Categories: All Articles, Decisions, He Being Dead Yet Speaketh, Standards, Word of Wisdom
Don’t Go There
At Lime, halfway between Baker and Ontario, there is a giant rock looming over the west side of the freeway. It is split in half by a great crack. When your car gets right under the rock, as you're speeding by, for half a second you can see a flash of light through the crack. The two halves of the rock are separated by a space that just might be enough for a small person to wriggle through.
That flash of light and that thin crack always bring to my mind a terrible story told about the cousin of an acquaintance. The cousin was a spelunker. Spelunkers explore underground cave systems. They crawl through cracks like that hoping to find subterranean rooms never before seen by man. They are down underground where the quarters are not only tight, but, also, very dark and cold.
Imagine getting yourself stuck way down there in one of those thin little cracks. That's what happened to the cousin. He was wedged where he could go neither forward nor back. He was where others couldn't help him. He is still there.
There are some places you just shouldn't go.
I will never be a spelunker. I also cannot stand on the edge of a cliff, and I won't permit my companions to do so, either. Heights terrify me.
There are some places you just shouldn't go. You know that they're dangerous.

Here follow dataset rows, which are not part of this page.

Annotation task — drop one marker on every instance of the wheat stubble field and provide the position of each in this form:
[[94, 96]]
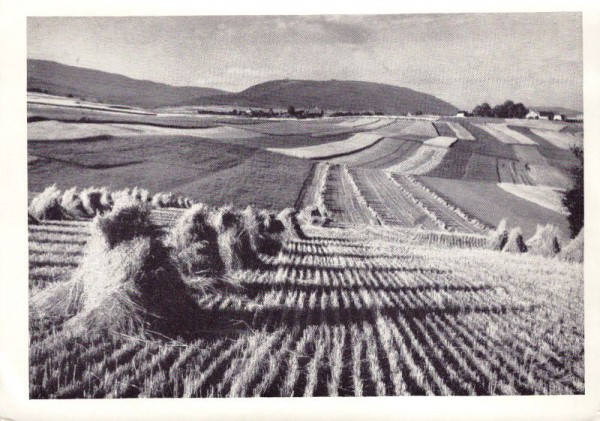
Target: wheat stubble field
[[386, 282]]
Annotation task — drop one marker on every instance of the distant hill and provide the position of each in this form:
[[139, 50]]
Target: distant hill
[[557, 110], [95, 85], [332, 95]]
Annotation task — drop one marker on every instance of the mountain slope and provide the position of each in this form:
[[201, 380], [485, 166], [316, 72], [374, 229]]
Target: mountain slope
[[60, 79], [333, 95]]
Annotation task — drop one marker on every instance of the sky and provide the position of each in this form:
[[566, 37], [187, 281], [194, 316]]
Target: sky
[[465, 59]]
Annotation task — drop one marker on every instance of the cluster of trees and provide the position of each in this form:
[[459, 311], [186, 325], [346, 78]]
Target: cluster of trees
[[507, 110], [573, 198]]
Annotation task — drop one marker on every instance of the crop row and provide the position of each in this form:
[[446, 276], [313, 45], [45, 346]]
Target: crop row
[[342, 315]]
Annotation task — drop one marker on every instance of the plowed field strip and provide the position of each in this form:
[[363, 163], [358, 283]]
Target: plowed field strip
[[392, 206], [449, 217], [341, 200]]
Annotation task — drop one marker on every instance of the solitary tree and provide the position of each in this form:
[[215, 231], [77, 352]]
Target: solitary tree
[[573, 198], [483, 110]]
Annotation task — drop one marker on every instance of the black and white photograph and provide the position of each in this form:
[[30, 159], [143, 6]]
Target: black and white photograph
[[298, 206]]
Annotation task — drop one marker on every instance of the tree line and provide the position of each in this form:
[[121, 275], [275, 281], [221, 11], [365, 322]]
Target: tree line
[[507, 110]]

You might tell yourself that you'll be OK, that you're strong enough, and that just once won't hurt; but you'd be wiser to make up your mind ahead of time to never go there.
Before I ever knew anything about the Church, I told myself that I would never taste a drop of alcohol nor ever go into a bar.
A year after joining the Church, I found myself in Yokosuka, Japan as a sailor in the U.S. Navy. My third day in Japan was an off-duty day. A new acquaintance, a member of the Reorganized Church of Jesus Christ of Latter-day Saints, went out of his way to befriend me. He offered to take me to Yokohama "to show me the sights." I accepted his offer.
We went straight to the bar district. I saw things and people that I didn't want to see. I refused to enter a bar. I'm sure he saw my disgust. After walking around for a while he took me back to the ship, never again to act like he was a friend. I've forgotten his name.
One year later as I was leaving the ship for the last time a sailor named Armstrong, whom I barely knew, came up to me and extended his hand. As we shook hands he said, "I want to thank you for helping me win a bet. When you arrived on the ship a year ago there was a bet made that you could be taken to Yokohama and brought back drunk. I said you couldn't. I won. Thanks!"
Other LDS sailors that I knew, some of them returned missionaries, didn't fare as well. They hadn't made up their minds beforehand to never go certain places or to do certain things. They lost their faith, lost their virtue, and lost their way.
Just three days ago I was informed that my own great, great nephew, whom I never met, was found murdered in Colorado. He was shot through the stomach. He was 18. When he was 15 he disappeared for many months. He was finally located, came home, got off drugs, but went back to them. I don't know his story, but I can imagine it. He was befriended by a false person who offered him a pill. He was soon in a position where he found himself powerless to fend off his inevitable fate.
There are some places you just shouldn't go. There are some people with whom you just shouldn't associate. Decide ahead of time where those people and places are, and make up your mind to never go there.